Nous sommes dans une logique de développement harmonieux de l’activité



À votre retour de Chine en 2011, vous rachetez l’autocariste Transarc. Comment s’est effectué le rachat et où en est l’entreprise aujourd’hui ?

Damien Rameau : à mon retour de Chine, je cherchais à reprendre une entreprise et la BPI a été la tête de file des supports financiers qui nous ont permis de racheter par la dette l’autocariste jurassien Transarc, groupe familial très sain et solidement implanté en Bourgogne Franche-Comté.

Quatre ans plus tard, Transarc est un groupe de transport composé de 17 entreprises de transport, de support aux transporteurs et de franchisés Vulco. Fort de ses 19 millions d’euros de chiffre d’affaires, de ses 440 employés (240 équivalents temps pleins) et de ses 330 autocars, l’entreprise est présente dans 10 départements (l’Ain, l’Allier, la Côte d’or, le Doubs, la Haute Saône, l’Isère, le Jura, la Loire, la Saône et Loire et l’Yonne). Et aujourd’hui, nous sommes le 15e autocariste de France.

Cette réussite est très impressionnante. Quel a été le modèle économique d’un tel succès ?

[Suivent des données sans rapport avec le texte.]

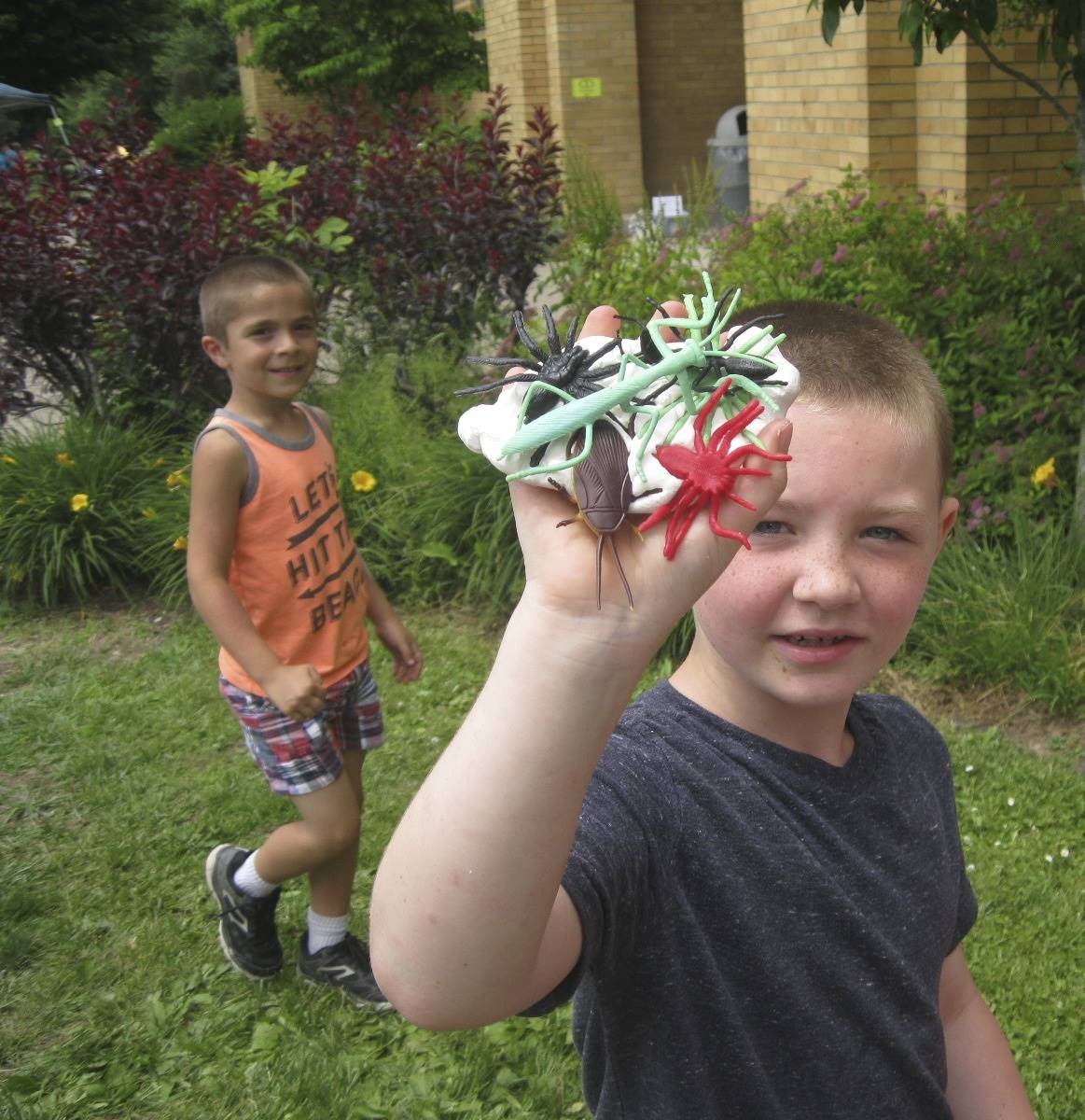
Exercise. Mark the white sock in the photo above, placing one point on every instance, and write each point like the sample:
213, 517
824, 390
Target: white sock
325, 931
247, 880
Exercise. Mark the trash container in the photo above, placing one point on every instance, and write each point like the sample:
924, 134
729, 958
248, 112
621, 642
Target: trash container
730, 161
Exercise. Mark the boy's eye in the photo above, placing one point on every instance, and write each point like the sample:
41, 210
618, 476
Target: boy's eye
771, 527
884, 533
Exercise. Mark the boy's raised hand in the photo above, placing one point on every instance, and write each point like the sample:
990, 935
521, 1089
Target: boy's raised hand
560, 564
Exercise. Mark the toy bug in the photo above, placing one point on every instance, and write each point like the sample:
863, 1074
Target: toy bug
568, 368
708, 474
680, 364
603, 491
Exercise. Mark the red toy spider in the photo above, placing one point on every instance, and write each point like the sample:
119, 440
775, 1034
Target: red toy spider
706, 473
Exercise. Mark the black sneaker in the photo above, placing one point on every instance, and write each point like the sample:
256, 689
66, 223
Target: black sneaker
344, 966
246, 925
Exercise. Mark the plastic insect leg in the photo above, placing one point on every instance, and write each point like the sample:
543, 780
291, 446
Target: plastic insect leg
543, 468
621, 574
682, 522
722, 530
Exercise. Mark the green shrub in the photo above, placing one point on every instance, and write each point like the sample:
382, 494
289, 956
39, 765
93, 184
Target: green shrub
88, 508
1008, 610
437, 522
204, 129
995, 298
592, 214
627, 273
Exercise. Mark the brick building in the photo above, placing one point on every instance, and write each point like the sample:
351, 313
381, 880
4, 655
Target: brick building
639, 85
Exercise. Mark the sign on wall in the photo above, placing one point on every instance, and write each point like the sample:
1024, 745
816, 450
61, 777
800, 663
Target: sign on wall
587, 87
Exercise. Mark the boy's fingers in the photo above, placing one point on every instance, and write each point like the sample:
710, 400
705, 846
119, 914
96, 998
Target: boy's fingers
600, 320
675, 309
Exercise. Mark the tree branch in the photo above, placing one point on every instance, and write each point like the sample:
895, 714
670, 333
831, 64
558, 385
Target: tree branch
1031, 82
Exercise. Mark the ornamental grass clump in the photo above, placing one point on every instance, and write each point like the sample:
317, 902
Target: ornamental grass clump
89, 508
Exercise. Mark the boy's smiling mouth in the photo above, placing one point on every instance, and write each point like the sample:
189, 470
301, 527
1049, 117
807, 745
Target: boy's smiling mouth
815, 639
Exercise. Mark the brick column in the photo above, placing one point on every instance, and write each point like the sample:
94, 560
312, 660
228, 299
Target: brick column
596, 39
261, 95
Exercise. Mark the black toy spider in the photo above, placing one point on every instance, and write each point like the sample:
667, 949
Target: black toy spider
566, 369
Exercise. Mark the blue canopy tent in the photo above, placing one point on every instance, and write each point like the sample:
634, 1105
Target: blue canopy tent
11, 98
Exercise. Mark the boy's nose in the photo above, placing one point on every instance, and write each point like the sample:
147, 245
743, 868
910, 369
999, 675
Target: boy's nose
827, 581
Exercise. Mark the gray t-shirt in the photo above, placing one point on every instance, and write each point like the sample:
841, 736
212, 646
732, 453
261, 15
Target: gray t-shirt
764, 932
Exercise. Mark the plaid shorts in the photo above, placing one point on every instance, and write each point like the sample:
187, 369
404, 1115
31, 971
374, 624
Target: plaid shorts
299, 759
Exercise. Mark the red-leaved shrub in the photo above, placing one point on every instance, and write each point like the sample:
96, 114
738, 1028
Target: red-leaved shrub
106, 244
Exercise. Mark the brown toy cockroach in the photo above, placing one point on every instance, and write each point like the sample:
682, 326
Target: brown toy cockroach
603, 491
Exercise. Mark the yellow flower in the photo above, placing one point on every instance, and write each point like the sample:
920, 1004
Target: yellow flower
1045, 474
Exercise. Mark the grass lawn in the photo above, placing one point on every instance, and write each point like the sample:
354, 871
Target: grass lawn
120, 768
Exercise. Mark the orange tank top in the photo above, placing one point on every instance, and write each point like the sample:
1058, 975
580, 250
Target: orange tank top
296, 567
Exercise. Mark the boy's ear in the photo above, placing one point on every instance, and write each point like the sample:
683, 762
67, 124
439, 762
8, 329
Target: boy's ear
947, 518
216, 351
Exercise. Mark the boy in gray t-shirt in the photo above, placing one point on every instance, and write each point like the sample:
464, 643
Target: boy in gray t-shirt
753, 876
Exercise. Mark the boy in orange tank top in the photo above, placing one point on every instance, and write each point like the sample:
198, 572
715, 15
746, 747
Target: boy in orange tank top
275, 574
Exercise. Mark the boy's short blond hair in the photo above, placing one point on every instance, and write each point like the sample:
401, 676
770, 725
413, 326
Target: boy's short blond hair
846, 357
225, 290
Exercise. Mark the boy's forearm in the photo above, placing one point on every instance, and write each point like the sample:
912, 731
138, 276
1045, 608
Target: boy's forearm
466, 889
984, 1082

D.R. : notre modèle économique consiste à intégrer l’amont du métier en internalisant tout ce qui touche l’autocar une fois sorti d’usine. Ainsi, nous possédons une filiale dédiée à la mécanique qui est agent Mercedes, deux magasins Vulco pour tout ce qui touche le pneumatique et nous réalisons toutes nos prestations liées au vitrage, aux éthylotests antidémarrage et à la climatisation. Plus récemment, notre diversification dans le pneu a été motivée par le fait que pour un autocariste, il s’agit d’un gros poste de coût, ainsi que par notre besoin de flexibilité (quand un camion a un problème à 3 h du matin, il est difficile de faire appel à un prestataire). Mais l’intégration de l’amont du métier ne s’arrête pas au matériel. Une entreprise, c’est surtout de l’humain et dans notre cas, sur nos 440 employés, nous comptons 400 conducteurs. Pour cette raison, nous avons filialisé une auto-école et un centre de formation, une manière de nous assurer et surtout d’assurer nos passagers de la compétence de nos chauffeurs.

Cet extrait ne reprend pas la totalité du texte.